SECTION 7: All Committee Chairpersons and Vice- Chairpersons under the directorship of the SEAFAIR BOAT CLUB shall be members of the SEAFAIR BOAT CLUB. Any 

exception to this will be brought before the Board of Directors.


ARTICLE SEVEN: SUSPENSION AND EXPULSION


SECTION 1: Any member, whose conduct shall be decided by the Board of Directors to have been opposed to the best interest of the membership, may be suspended from participation in all activities. The Board of Directors may, by two-thirds vote, suspend or expel any Officer or Member, provided that in either case a copy of the charges are sent by registered mail to the accused no later than ten (10) days prior to the meeting, at which time action on the charges is to be taken.
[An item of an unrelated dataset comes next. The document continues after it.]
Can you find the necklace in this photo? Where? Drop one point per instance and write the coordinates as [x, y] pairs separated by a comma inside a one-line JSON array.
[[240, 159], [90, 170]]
The accused is given full opportunity to appear at the meeting in their own defense. The decision of the Board of Directors may be reversed by a two-thirds vote of the active members at the Annual meeting. 


ARTICLE EIGHT: LEGAL COUNSEL


SECTION 1: The SEAFAIR BOAT CLUB Board of Directors shall select legal counsel, who shall be a member of the Washington State Bar Association and who will be known as the Judge Advocate. 


They shall be responsible and available to provide SEAFAIR BOAT CLUB Board of Directors and Officers proper guidance on contracts, liabilities, insurance or any other legal matters. The Judge Advocate or designee shall act as registered Agent of the Corporation.


ARTICLE NINE: AMENDING THE BY-LAWS


SECTION 1: Any amendment of repeal shall be passed by the Board of Directors, then same to be published two (2) weeks prior to annual or general membership meeting. The amendment or repeal shall need a simple majority vote of all ballots cast.


ARTICLE TEN: FRANCHISE


SECTION 1: The authority to use the Logo, Name or Burgee of the SEAFAIR BOAT CLUB for monetary gain, must have the approval of the Board of Directors. 

    

ARTICLE ELEVEN: INSURANCE/BONDING 


SECTION 1: Property insurance: Replacement value insurance shall be maintained on all club assets of value, as determined by the SEAFAIR BOAT CLUB Board of Directors. 


ARTICLE TWELVE: COMMODORE FUND

SECTION 1: A Commodore's fund shall be established by the Board of Directors. 


ARTICLE THIRTEEN: AUDIT COMMITTEE


SECTION 1: The Commodore shall appoint an internal audit committee that shall consist of the upcoming year's Commodore and two (2) members at large. Internal audits should be completed prior to December 1st.